This block measures 25cm (10″) when sewn with a 1/4″ seam allowance.
Use a plain fabric for the leaf, with a pattern for the background, or vice versa. For a fresh, clean and bold look why not switch between the two styles to create a chessboard effect across the entire quilt.
Print or trace the templates on the print out (at the end of this post) onto card and cut out. Then trace the pieces onto your fabrics and cut out (the number of pieces required and fabric suggestions are shown on each of the templates) and the lines printed inside each piece represent the sew line when using a 6mm (1/4″) seam allowance.
BEFORE sewing we strongly recommend spraying all your pieces with starch and ironing them once more. Spray starch is used by all sorts of sewers, but for quilters it is a total must. The fabric will stiffen, helping to stop it stretching and making it MUCH easier to sew.
NOTE: You can buy specialist spray starch for quilting, but we find the one from the supermarket works fine 🙂
We normally recommend laying your pieces out in front of you before you start sewing, but that isn’t possible with this block until you have completed the first part of the sewing process.
The first step of this block is to create your ‘half triangle squares’. Match up a plain large square with a patterned large square, right sides of the fabric facing each other. Fold in half diagonally and iron the crease into place (see below).
You are now going to sew down the middle twice, once in each direction. Treat the crease in the middle of the fabric as if it is your raw edge and line up your needle to create a 1/4″ seam in from the crease. Sew across the block, keeping the crease lined up as if it was your raw edge. Turn your block around and repeat this process down the other side of the crease.
Your block should now look like the one below:
Cut along the crease and iron the seams flat – you will now have two finished ‘half square triangle blocks’!
Repeat this process with your remaining 2 large squares, you will end up with 4 half square triangle blocks.
You can now arrange your pieces according to the block pattern, don’t worry that the pieces don’t line up properly around the stem.
The stem piece is made up of 3 pieces of fabric, 2 triangles and a stem.
Line the long side of the stem up with one long side of one triangle, right sides facing each other and raw edges lined up (see below).
Sew together and press the seam open.
The next triangle will be too long for the space it needs to fill to make a square, but don’t panic, we can trim this back after we have sewn the square together. Fold the sewn piece in half to find the middle of the raw edge you will be adding the next triangle too, and repeat this process with the triangle piece (see below).
Place the triangle on top of the stem piece, right sides facing, lining up the raw edges along the sew line and the fold lines you just made in the middle of the pieces.
Sew together and press the seam open.
Place your template back on top of your mini block, or use your quilting ruler and cutting mat, to trim the block back to the same size as the smaller square template.

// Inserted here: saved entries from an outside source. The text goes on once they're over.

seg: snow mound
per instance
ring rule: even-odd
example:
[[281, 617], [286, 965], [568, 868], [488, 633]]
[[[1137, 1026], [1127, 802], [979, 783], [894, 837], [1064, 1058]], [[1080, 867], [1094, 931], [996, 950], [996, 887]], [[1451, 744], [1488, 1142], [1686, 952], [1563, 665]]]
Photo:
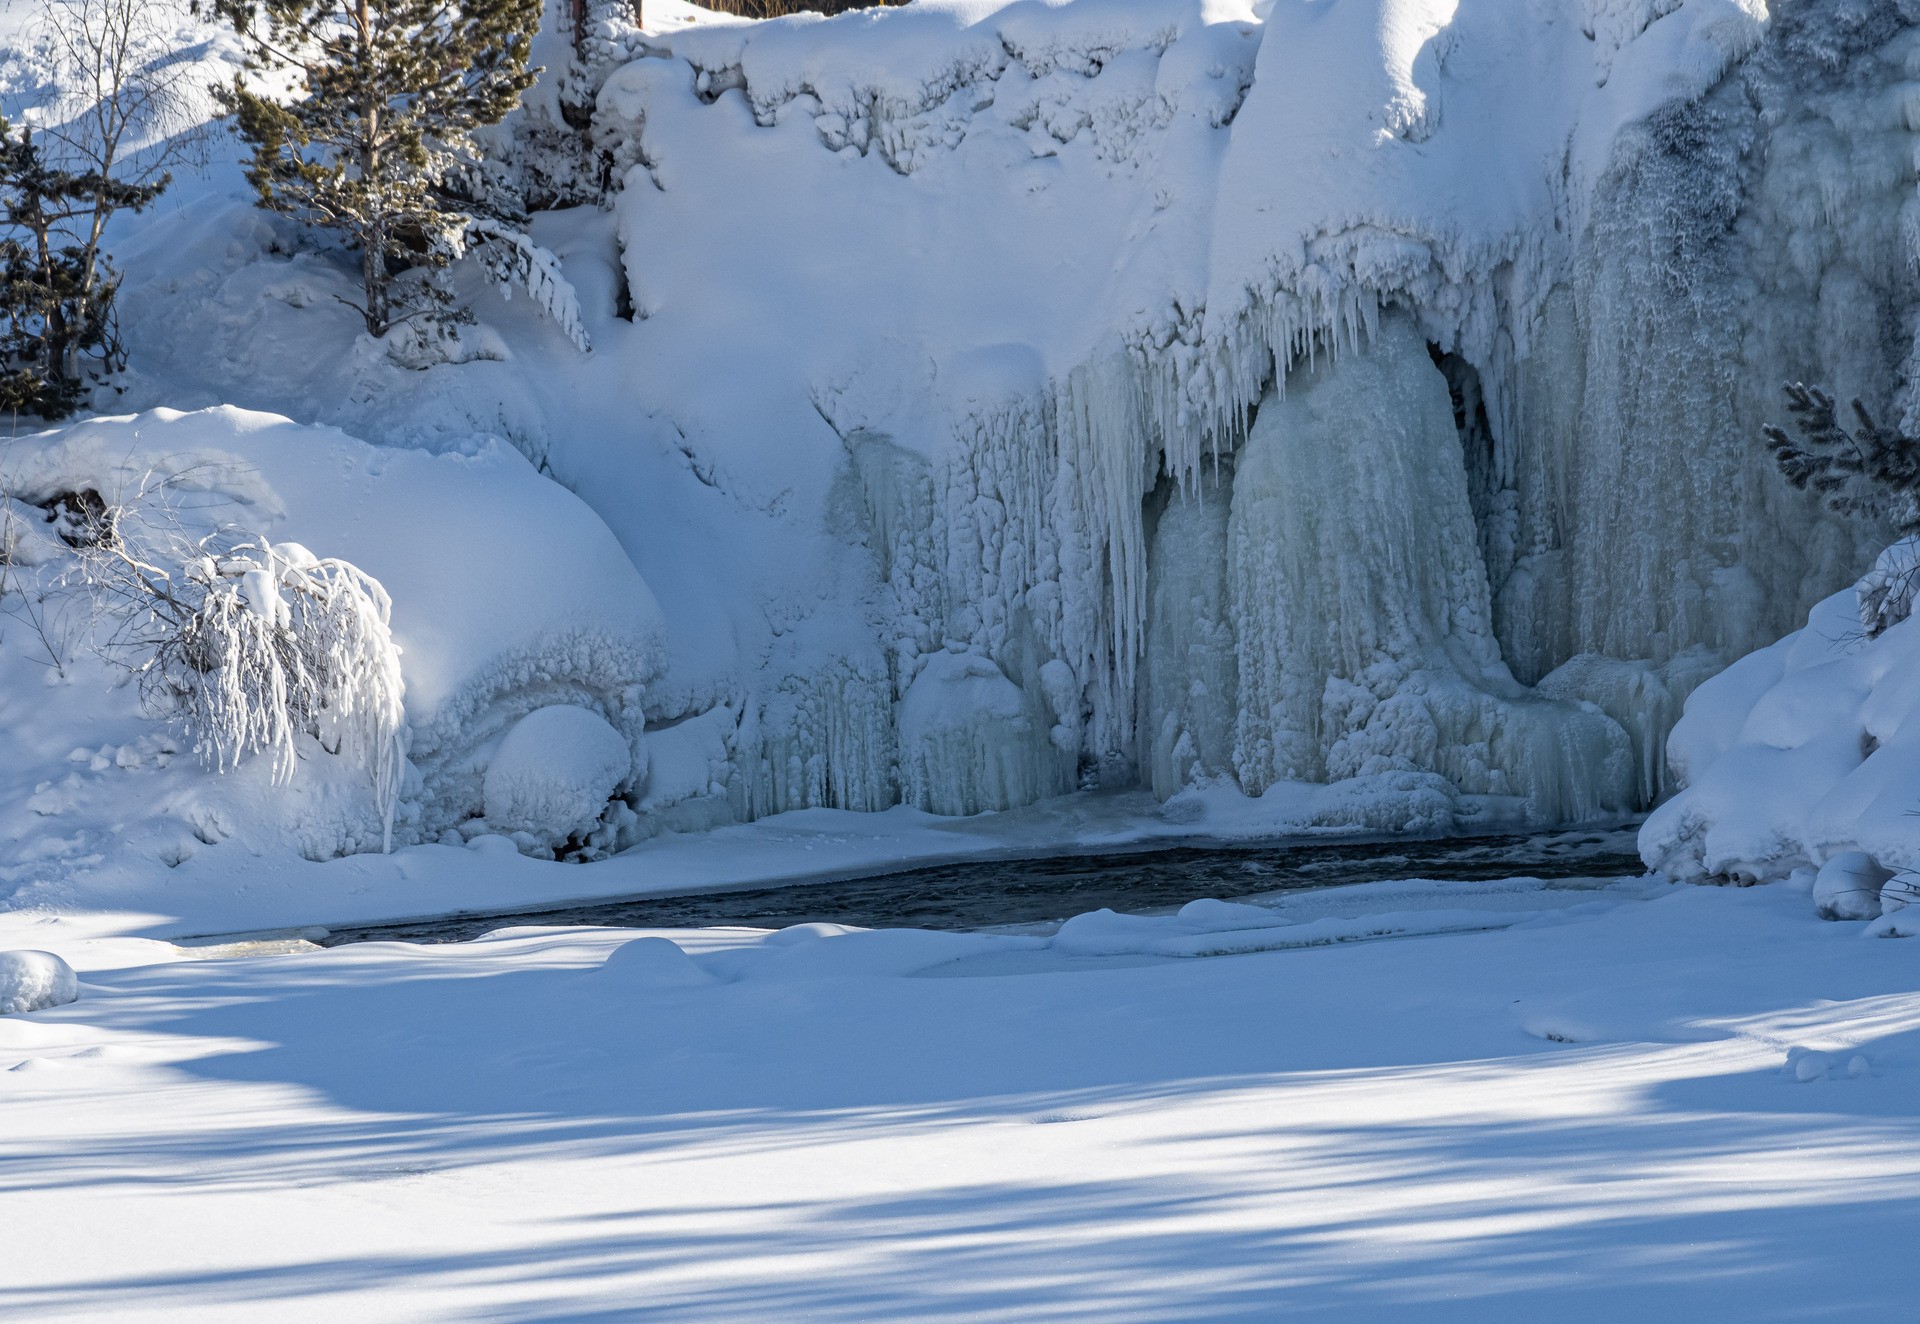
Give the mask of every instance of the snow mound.
[[1865, 851], [1843, 850], [1813, 879], [1813, 907], [1822, 919], [1878, 919], [1880, 890], [1893, 875]]
[[52, 952], [0, 952], [0, 1016], [43, 1011], [80, 999], [73, 967]]
[[698, 988], [714, 982], [678, 943], [668, 938], [635, 938], [607, 954], [594, 971], [599, 984], [629, 989]]
[[487, 823], [556, 846], [583, 837], [633, 776], [626, 737], [572, 704], [536, 708], [514, 723], [487, 761]]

Place the completed block back into the main block pattern.
You are now ready to sew the squares together into rows (the image below still shows the earlier mistake – the triangles in the bottom row are facing the wrong way! I forgot to retake the picture are unpicking and re-sewing!).
Sew the rows together, if your blocks are out of shape, it is a good idea to trim the edges you will be sewing straight before sewing them together.
Press your block one more time and then trim the block back square – not sure where to start? The easiest way to do this is to fold your block into quarters and iron the creases into place (lightly). When you open up the block you will have the mid point of each side marked with a crease.
Place your square on your cutting board with the vertical crease lined up with the 10″ line on the cutting mat, making sure it is in line at the top and bottom of the block. Now place your ruler over the block so that it runs along the 5.25″ line to the left of your crease, cut along this line. Now line your ruler up with the 15.25″ line to the right of your crease, and cut along this line. Turn your block 90 degrees and repeat the process.